You say you love him, and I'm sure that the feelings seem very strong to you. I wonder if you have written down somewhere why you love him, and the things you can't stand about him (such as the drinking problem, the flirting with other women, and the callous disregard for your feelings might be a start). You didn't make yourself sick and tired, so you have to ask yourself, who made me sick and tired? After you have written down the likes and dislikes, compare the two.
Next, ask yourself if this is this the person you want to start your married life with? Perhaps you could get a journal and write about it, or continue to write on the Internet. You might be surprised at your own wisdom when your feelings start coming out.
Finally, what would be the consequences of having a family with this man? Marriages usually don't get better because of children, especially when the other is still playing around with the notion of having several women in his life at once, even if it is just a fantasy.
Talk with someone you trust. They shouldn't make you feel bad because you fell for this man, but will listen and offer some sound advise. The heart breakers of the world are very good at what they do. they are driven by a need for multiple partners. They usually give clues to what kind of person they are. They depend on the trust and normal upbringing of another so they can take advantage. When we are forewarned, we can turn what we know to our own advantage and not get involved at all. too often these types turn into jealous maniacs, stalkers, or jailers. Most pathological, jealous tyes had a cheating parent or they judge the behaviour of others as if it were their own. In other words, they my be cheating, and this standard becomes a global imperativie. Does everyone cheat? Of course not.

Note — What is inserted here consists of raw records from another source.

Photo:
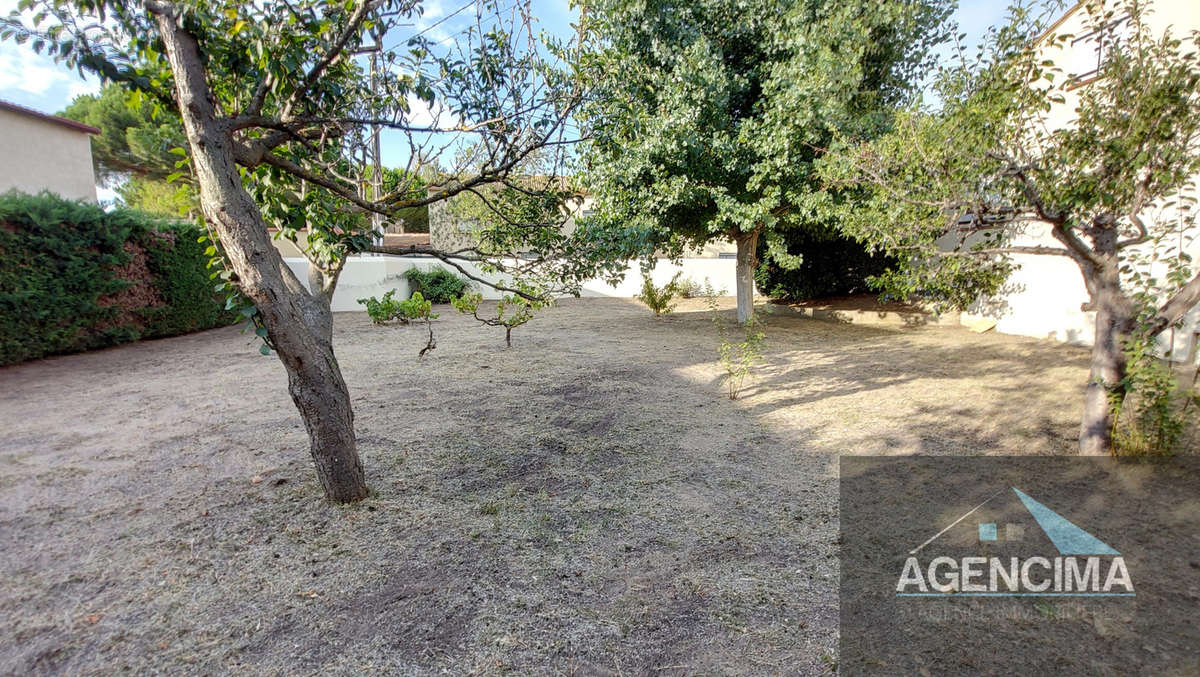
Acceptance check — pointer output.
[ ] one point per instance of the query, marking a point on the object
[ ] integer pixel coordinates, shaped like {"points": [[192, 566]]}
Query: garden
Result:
{"points": [[588, 501]]}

Unlike many who trust their own instincts and jump into relationships with these types, you have taken a risk and asked for help. You are willing to examine this person under the harsh light of truth. Nothing is better than bringing friends, parents and relatives into your confidence. If you are feeoling afraid, uneasy, or overwhelmed, call the woman's shelter in your community they have counselors who are trained and know how to keep you safe. they offer up solutions when all seems hopeless. they can help with the legal maze and the p;roblems if there are children involved.
The cheater's number one goal (besides controlling and dominating your every waking hour)is to isolate you from your family and friends, and sometimes even the church. they feel threatened because they iknow that their feelings are irrational but their needs are so great, they are compelled to act irrationally.
Also, try meditation or prayer and see if some answers don't appear. Will this person interfere with your spiritual life? Will he help you or just add another burden to your life? If you have lost connecdtion with your spiritual life, it may be well to go back and see what it was that made you happiest during an earlier time. what do you need to do to get that back? Good luck and many blessings in your search for union with another.